A series of powerful typhoons that struck the Philippines in recent weeks has caused extensive damage to the country’s agricultural sector, posing a significant challenge to economic growth in the final quarter of 2024.
Arsenio Balisacan, Secretary of the National Economic and Development Authority (NEDA), expressed concern over the economic repercussions of these natural disasters. Speaking with Nikkei in late November, Balisacan emphasized the unavoidable nature of such events.
“You cannot control typhoons,” he said. “Unfortunately, those typhoons came in succession, and the impact of those on the gross domestic product [GDP] will be felt.”
The typhoons caused widespread destruction in key agricultural regions, severely disrupting production. This setback is expected to weigh heavily on the country’s GDP performance, as agriculture remains a critical pillar of the Philippine economy.
The Philippine government had projected steady growth in the latter half of 2024. However, the successive typhoons have forced a reevaluation of these expectations.
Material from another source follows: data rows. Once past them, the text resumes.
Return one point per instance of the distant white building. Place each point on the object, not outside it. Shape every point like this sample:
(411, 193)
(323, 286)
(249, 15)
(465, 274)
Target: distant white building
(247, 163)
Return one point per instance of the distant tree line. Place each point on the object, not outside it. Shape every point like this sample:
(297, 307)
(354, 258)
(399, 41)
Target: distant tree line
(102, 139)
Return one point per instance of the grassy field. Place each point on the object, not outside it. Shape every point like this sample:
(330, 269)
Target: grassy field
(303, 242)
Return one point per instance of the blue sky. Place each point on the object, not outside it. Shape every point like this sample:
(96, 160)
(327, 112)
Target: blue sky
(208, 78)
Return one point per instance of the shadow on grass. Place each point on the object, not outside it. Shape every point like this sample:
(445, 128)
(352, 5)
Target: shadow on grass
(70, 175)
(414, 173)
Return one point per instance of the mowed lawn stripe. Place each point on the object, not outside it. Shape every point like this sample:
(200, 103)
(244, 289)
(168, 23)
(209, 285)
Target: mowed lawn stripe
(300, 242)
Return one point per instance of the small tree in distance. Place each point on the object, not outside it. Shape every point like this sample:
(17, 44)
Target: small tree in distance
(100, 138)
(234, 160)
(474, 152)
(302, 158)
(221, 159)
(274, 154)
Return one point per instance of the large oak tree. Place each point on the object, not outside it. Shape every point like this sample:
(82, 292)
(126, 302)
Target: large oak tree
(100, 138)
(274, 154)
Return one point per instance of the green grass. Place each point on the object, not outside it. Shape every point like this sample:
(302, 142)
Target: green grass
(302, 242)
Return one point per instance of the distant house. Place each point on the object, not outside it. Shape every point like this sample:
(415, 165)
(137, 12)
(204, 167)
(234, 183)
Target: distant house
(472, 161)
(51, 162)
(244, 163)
Analysts warn that recovery efforts could take months, with the agricultural sector requiring targeted support to restore productivity.
Balisacan underscored the need for strategic interventions to mitigate the long-term economic impact of such disasters. “Resilience-building and investment in disaster mitigation are crucial to minimize future economic disruptions,” he noted.
The Philippine government is expected to roll out relief measures for affected farmers and explore strategies to bolster disaster preparedness as the nation grapples with the aftermath of these devastating storms.